Hundreds of Ukrainian soldiers and civilians had been hiding in a chemical plant in the eastern city of Sievierodonetsk until Russian forces were able to force their surrender. Notably, they did not destroy the plant with the soldiers inside, but resources were used to take the helpless Ukrainian forces as prisoners.
The city was a major strong point for Ukraine in the eastern part of the country. Russian forces are now expected to focus on the city of Lysychansk, the last remaining strategic city in the east. If Putin’s army can defeat the remaining forces there, they will have complete control over the Donbas region.
Some of the missiles used in the region were fired from long-range TU-22 bombers that have been operating from Belarus. Putin and Lukashenko are longtime allies. The Russian president has promised to deploy the versatile Iskander missiles in Belarus, which can carry both conventional and nuclear weapons.
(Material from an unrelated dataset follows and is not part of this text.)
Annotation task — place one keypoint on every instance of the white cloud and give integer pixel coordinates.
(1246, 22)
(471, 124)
Although its troops have yet to cross the border, Belarus is playing an integral role for Putin during the invasion. It had served as a staging ground before the conflict began, and Lukashenko has also assisted in facilitating peace talks. The Western powers have levied sanctions on Belarus and excluded the country from the SWIFT global financial messaging system. With nothing to lose, expect Lukashenko to continue his support for the Russian effort.
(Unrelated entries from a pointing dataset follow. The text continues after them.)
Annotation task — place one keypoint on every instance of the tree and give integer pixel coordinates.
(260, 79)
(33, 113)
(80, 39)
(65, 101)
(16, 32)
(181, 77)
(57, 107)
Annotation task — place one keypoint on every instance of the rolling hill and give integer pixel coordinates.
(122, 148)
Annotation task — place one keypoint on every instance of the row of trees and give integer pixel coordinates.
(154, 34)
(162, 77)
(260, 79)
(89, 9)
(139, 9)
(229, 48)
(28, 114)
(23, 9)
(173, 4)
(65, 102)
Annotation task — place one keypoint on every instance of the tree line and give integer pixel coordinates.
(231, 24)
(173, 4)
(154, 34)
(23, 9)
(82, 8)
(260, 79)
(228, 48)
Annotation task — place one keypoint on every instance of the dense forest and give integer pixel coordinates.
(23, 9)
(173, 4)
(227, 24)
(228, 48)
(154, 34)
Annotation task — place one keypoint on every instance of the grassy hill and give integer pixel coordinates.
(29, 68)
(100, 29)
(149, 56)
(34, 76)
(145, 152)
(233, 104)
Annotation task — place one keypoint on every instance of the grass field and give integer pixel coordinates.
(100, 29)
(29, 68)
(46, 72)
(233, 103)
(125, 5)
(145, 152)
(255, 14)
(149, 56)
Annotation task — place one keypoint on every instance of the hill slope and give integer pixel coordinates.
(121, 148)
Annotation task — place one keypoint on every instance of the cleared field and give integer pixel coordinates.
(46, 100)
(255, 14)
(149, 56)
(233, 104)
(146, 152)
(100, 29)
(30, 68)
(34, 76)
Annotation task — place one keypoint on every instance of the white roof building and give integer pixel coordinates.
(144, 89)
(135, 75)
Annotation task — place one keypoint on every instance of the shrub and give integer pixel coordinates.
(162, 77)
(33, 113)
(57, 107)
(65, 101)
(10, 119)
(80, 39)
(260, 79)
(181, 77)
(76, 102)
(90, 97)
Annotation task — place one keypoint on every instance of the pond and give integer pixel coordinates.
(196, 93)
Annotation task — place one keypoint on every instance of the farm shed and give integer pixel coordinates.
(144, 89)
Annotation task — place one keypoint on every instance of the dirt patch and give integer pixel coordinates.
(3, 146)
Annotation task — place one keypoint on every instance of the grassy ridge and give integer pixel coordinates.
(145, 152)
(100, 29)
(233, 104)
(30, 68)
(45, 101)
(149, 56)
This weekend, Russia also staged multiple missile attacks across the country, including the capital city of Kyiv. One of the strikes was in the city of Lviv, which is only 19 miles from the border of Poland, a NATO nation. Observers believe these attacks are an attempt to put pressure on Ukraine before the G7 Summit that is happening this week.
For most of the war, the western press has been extolling the strength of Ukraine’s military while downplaying Russian successes. As Putin continues to pile up victories and grind down opposing forces, the reality on the ground is becoming clearer.
A Russian victory is almost certain. The only thing that remains is how it will look and what it means for the rest of the world — and how the media will walk back their coverage.